I am including our Redis wrapper, it has changed somewhat from the original answer, for various reasons:
I rather suspect this is down to our sentinel/redis configuration more than anything else. Either way, it just wasn't perfectly reliable despite destructive testing. Added to which, the master changed message took a long time since we had to increase timeouts due to sentinel being "too sensitive" and calling failovers when there weren't any. I think running in a virtual environment also exacerbated the problem.
Instead of listening to subscriptions now we simply attempt a write test every 5 seconds, and also have a "last message received" check for pub/sub. If we encounter any problems we strip down completely the connections and rebuild them. It seems overkill but actually it's pretty fast and still faster than waiting for the master changed message from sentinel...
This won't compile without various extension methods and other classes etc, but you get the idea.
I was able to spend some time last week with the Linux guys testing scenarios and working on the C# side of this implementation and am using the following approach:
I find that generally I am working and reconfigured after about 5 seconds of losing the redis master. During this time I can't write but I can read (since you can read off a slave). 5 seconds is ok for us since our data updates very quickly and becomes stale after a few seconds (and is subsequently overwritten).
One thing I wasn't sure about was whether or not I should remove the redis server from the redis ConnectionMultiplexer when an instance goes down, or let it continue to retry the connection. I decided to leave it retrying as it comes back into the mix as a slave as soon as it comes back up. I did some performance testing with and without a connection being retried and it seemed to make little difference. Maybe someone can clarify whether this is the correct approach.

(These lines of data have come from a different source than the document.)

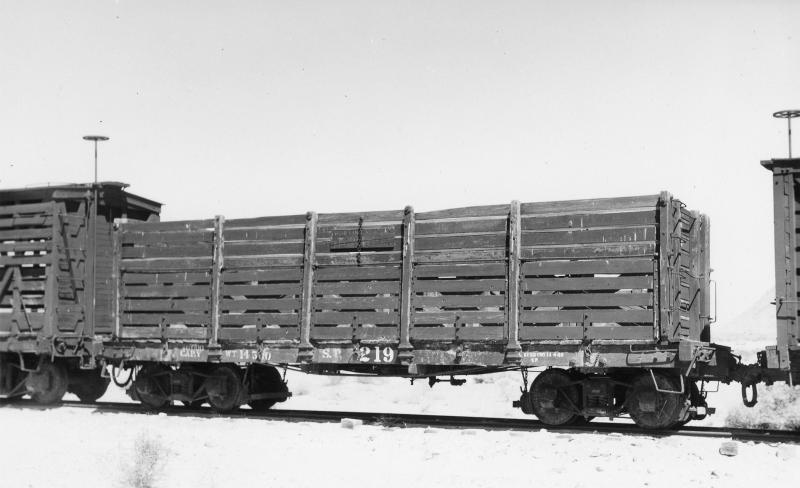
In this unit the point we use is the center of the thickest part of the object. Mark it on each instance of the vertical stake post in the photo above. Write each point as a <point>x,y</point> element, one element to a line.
<point>92,232</point>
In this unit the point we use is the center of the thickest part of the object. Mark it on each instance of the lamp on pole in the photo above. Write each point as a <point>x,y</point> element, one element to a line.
<point>788,115</point>
<point>92,265</point>
<point>95,139</point>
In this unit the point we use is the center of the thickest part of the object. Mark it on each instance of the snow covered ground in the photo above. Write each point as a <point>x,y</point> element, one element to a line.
<point>66,447</point>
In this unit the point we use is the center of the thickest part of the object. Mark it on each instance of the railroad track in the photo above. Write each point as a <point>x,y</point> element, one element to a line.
<point>416,420</point>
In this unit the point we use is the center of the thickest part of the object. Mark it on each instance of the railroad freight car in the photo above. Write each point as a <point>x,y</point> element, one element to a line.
<point>56,292</point>
<point>608,299</point>
<point>611,295</point>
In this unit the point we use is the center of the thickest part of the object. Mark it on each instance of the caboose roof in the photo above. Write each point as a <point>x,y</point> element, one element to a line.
<point>111,193</point>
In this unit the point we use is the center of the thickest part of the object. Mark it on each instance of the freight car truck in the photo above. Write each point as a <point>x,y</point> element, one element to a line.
<point>607,300</point>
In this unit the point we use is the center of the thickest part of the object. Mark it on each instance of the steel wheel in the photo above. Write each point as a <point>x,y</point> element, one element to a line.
<point>151,385</point>
<point>555,397</point>
<point>48,383</point>
<point>652,409</point>
<point>88,386</point>
<point>224,388</point>
<point>265,379</point>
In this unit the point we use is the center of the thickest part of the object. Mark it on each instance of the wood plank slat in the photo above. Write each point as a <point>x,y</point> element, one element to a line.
<point>165,264</point>
<point>275,260</point>
<point>621,333</point>
<point>167,251</point>
<point>358,259</point>
<point>594,316</point>
<point>249,248</point>
<point>23,234</point>
<point>26,260</point>
<point>592,283</point>
<point>284,304</point>
<point>590,236</point>
<point>460,270</point>
<point>27,208</point>
<point>35,246</point>
<point>405,348</point>
<point>357,287</point>
<point>33,221</point>
<point>590,205</point>
<point>165,305</point>
<point>464,212</point>
<point>591,220</point>
<point>356,317</point>
<point>270,318</point>
<point>449,334</point>
<point>187,332</point>
<point>273,234</point>
<point>587,300</point>
<point>354,217</point>
<point>589,266</point>
<point>459,301</point>
<point>150,238</point>
<point>166,278</point>
<point>456,255</point>
<point>264,289</point>
<point>168,226</point>
<point>343,303</point>
<point>462,316</point>
<point>466,285</point>
<point>550,333</point>
<point>590,251</point>
<point>129,318</point>
<point>467,241</point>
<point>141,332</point>
<point>471,226</point>
<point>268,274</point>
<point>298,220</point>
<point>359,273</point>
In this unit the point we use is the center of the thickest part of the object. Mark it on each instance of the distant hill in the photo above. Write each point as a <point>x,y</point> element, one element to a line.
<point>755,325</point>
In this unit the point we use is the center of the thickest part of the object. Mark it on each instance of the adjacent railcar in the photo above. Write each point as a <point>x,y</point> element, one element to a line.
<point>56,299</point>
<point>610,295</point>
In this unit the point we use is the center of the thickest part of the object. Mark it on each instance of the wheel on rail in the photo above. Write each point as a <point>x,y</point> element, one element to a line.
<point>653,409</point>
<point>193,403</point>
<point>265,379</point>
<point>151,386</point>
<point>88,385</point>
<point>555,397</point>
<point>48,384</point>
<point>224,387</point>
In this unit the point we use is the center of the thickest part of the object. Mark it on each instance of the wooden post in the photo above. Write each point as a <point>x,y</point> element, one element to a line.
<point>513,348</point>
<point>309,256</point>
<point>405,350</point>
<point>785,204</point>
<point>51,290</point>
<point>116,279</point>
<point>663,322</point>
<point>90,283</point>
<point>216,278</point>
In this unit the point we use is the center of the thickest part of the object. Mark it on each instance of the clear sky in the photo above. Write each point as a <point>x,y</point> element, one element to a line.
<point>254,108</point>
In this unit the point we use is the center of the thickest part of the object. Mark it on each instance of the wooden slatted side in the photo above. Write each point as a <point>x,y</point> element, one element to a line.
<point>261,304</point>
<point>686,286</point>
<point>460,301</point>
<point>26,261</point>
<point>356,302</point>
<point>70,237</point>
<point>589,270</point>
<point>165,282</point>
<point>472,234</point>
<point>261,281</point>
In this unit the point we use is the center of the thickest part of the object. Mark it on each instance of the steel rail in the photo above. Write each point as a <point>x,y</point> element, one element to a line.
<point>418,420</point>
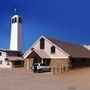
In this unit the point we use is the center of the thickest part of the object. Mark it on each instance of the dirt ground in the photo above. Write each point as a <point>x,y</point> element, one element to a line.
<point>22,79</point>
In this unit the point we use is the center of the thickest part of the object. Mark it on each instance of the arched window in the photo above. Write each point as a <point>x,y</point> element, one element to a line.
<point>12,20</point>
<point>42,43</point>
<point>53,49</point>
<point>15,19</point>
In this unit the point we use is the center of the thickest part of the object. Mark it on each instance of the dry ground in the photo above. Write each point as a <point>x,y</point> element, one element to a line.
<point>22,79</point>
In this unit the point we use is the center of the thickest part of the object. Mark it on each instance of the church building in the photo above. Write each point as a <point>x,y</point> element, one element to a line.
<point>57,54</point>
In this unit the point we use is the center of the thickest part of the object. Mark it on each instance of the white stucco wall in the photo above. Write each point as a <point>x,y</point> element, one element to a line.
<point>16,35</point>
<point>48,44</point>
<point>4,63</point>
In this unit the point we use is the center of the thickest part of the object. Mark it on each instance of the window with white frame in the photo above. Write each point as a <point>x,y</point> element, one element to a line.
<point>0,61</point>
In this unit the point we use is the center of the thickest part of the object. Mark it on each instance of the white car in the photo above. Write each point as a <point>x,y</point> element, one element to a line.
<point>40,67</point>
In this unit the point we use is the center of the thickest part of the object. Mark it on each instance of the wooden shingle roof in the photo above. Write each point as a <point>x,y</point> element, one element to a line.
<point>73,50</point>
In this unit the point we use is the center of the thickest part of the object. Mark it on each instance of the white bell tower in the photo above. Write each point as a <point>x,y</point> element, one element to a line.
<point>16,33</point>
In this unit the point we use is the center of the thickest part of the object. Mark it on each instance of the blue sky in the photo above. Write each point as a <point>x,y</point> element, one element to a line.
<point>67,20</point>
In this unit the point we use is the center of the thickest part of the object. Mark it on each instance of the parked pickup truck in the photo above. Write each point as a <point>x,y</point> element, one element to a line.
<point>39,67</point>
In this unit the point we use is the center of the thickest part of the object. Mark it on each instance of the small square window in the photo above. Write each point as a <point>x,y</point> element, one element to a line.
<point>8,63</point>
<point>20,20</point>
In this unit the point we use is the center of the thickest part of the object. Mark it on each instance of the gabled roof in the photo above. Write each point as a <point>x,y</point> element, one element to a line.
<point>73,50</point>
<point>40,53</point>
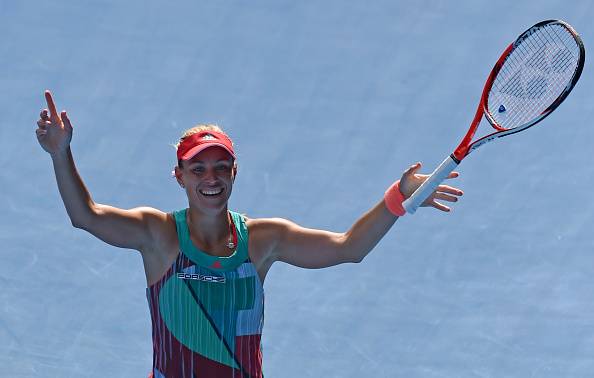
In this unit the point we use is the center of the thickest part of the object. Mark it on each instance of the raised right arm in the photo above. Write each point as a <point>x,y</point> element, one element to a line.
<point>136,228</point>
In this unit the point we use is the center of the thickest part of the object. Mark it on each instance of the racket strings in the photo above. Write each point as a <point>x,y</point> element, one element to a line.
<point>536,72</point>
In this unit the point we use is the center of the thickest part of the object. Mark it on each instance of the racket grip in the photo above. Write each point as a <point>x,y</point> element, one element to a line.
<point>428,187</point>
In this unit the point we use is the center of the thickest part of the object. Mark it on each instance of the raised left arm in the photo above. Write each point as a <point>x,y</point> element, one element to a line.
<point>311,248</point>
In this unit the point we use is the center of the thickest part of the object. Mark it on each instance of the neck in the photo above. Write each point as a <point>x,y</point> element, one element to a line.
<point>210,229</point>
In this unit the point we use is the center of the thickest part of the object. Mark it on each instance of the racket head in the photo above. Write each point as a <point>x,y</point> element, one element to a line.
<point>532,77</point>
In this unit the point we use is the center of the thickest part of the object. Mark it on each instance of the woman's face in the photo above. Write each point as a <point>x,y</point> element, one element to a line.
<point>208,178</point>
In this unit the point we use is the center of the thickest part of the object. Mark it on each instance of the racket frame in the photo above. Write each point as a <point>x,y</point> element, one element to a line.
<point>466,146</point>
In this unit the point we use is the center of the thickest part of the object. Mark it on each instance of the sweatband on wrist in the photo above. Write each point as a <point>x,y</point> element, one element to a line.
<point>393,199</point>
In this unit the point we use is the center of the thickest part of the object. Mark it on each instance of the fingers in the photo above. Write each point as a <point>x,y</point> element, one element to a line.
<point>412,169</point>
<point>66,120</point>
<point>449,189</point>
<point>51,106</point>
<point>439,206</point>
<point>40,133</point>
<point>43,124</point>
<point>445,197</point>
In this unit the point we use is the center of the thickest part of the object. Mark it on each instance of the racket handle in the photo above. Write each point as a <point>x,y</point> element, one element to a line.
<point>428,187</point>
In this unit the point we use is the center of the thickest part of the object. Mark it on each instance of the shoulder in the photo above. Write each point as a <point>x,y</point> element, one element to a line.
<point>265,235</point>
<point>161,226</point>
<point>267,227</point>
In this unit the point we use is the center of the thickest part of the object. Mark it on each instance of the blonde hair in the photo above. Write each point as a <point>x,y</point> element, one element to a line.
<point>196,129</point>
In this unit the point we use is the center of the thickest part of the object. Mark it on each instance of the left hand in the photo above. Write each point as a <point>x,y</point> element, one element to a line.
<point>411,180</point>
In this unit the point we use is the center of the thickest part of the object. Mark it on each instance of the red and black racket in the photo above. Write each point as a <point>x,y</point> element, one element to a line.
<point>531,78</point>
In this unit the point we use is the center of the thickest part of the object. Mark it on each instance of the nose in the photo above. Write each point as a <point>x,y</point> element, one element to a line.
<point>210,175</point>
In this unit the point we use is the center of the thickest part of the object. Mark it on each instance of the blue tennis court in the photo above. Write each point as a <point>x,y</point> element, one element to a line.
<point>328,103</point>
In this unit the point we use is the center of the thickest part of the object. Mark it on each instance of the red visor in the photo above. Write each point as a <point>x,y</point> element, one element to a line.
<point>195,143</point>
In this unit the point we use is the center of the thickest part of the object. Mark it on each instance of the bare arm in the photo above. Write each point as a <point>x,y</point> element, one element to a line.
<point>310,248</point>
<point>134,228</point>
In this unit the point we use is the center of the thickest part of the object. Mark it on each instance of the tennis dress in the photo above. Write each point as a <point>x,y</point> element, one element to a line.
<point>207,312</point>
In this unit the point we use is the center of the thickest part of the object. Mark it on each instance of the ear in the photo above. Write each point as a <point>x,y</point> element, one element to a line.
<point>179,176</point>
<point>234,171</point>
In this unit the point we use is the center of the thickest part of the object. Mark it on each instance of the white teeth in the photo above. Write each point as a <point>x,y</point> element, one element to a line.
<point>211,192</point>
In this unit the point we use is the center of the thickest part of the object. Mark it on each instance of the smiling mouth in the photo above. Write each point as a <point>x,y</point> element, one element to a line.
<point>211,192</point>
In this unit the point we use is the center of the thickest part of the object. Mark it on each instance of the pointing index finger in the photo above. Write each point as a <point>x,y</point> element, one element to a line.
<point>51,106</point>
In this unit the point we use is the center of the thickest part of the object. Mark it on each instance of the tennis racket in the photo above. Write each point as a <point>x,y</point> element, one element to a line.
<point>531,78</point>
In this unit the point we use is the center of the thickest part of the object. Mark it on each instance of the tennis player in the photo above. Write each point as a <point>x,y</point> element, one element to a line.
<point>205,265</point>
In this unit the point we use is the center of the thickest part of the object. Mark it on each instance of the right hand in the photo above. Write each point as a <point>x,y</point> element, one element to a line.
<point>54,132</point>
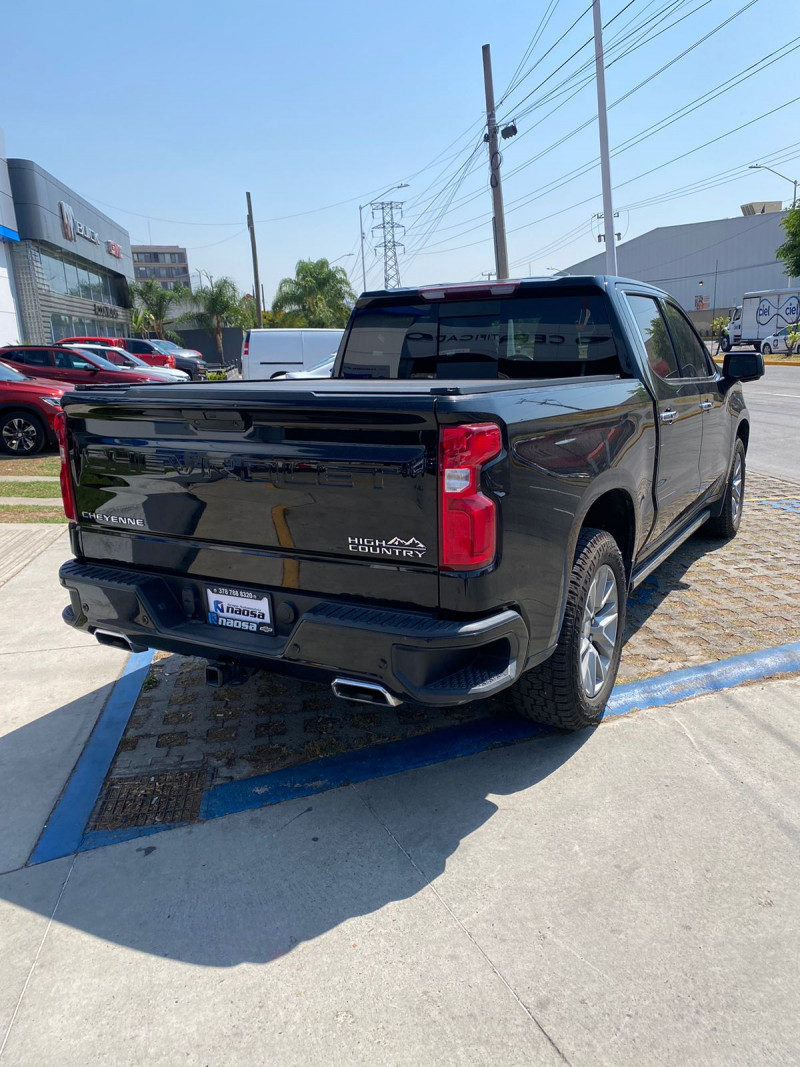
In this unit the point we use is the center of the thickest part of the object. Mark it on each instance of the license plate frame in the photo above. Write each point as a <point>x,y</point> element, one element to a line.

Every now and then bringing back an instance that was previously a master did seem to cause some confusion - a few seconds after it came back up I would receive an exception from writing - "READONLY" suggesting I can't write to a slave. This was rare but I found that my "catch-all" approach of calling Configure() 12 seconds after a connection state change caught this problem. Calling Configure() seems very cheap and therefore calling it twice regardless of whether or not it's necessary seemed OK.
Now that I have slaves I have offloaded some of my data cleanup code which does key scans to the slaves, which makes me happy.
All in all I'm pretty satisfied, it's not perfect but for something that should very rarely happen it's more than good enough.
I just asked this question, and found a similar question to yours and mine which I believe answers the question of how does our code (the client) know now which is the new master server when the current master goes down?
How to tell a Client where the new Redis master is using Sentinel
Apparently you just have to subscribe and listen to events from the Sentinels. Makes sense.. I just figured there was a more streamlined way.
I read something about the Twemproxy for Linux which acts as a proxy and probably does this for you? But I was on redis for Windows and was trying to find a Windows option. We might just moved to Linux if that's the approved way it should be done.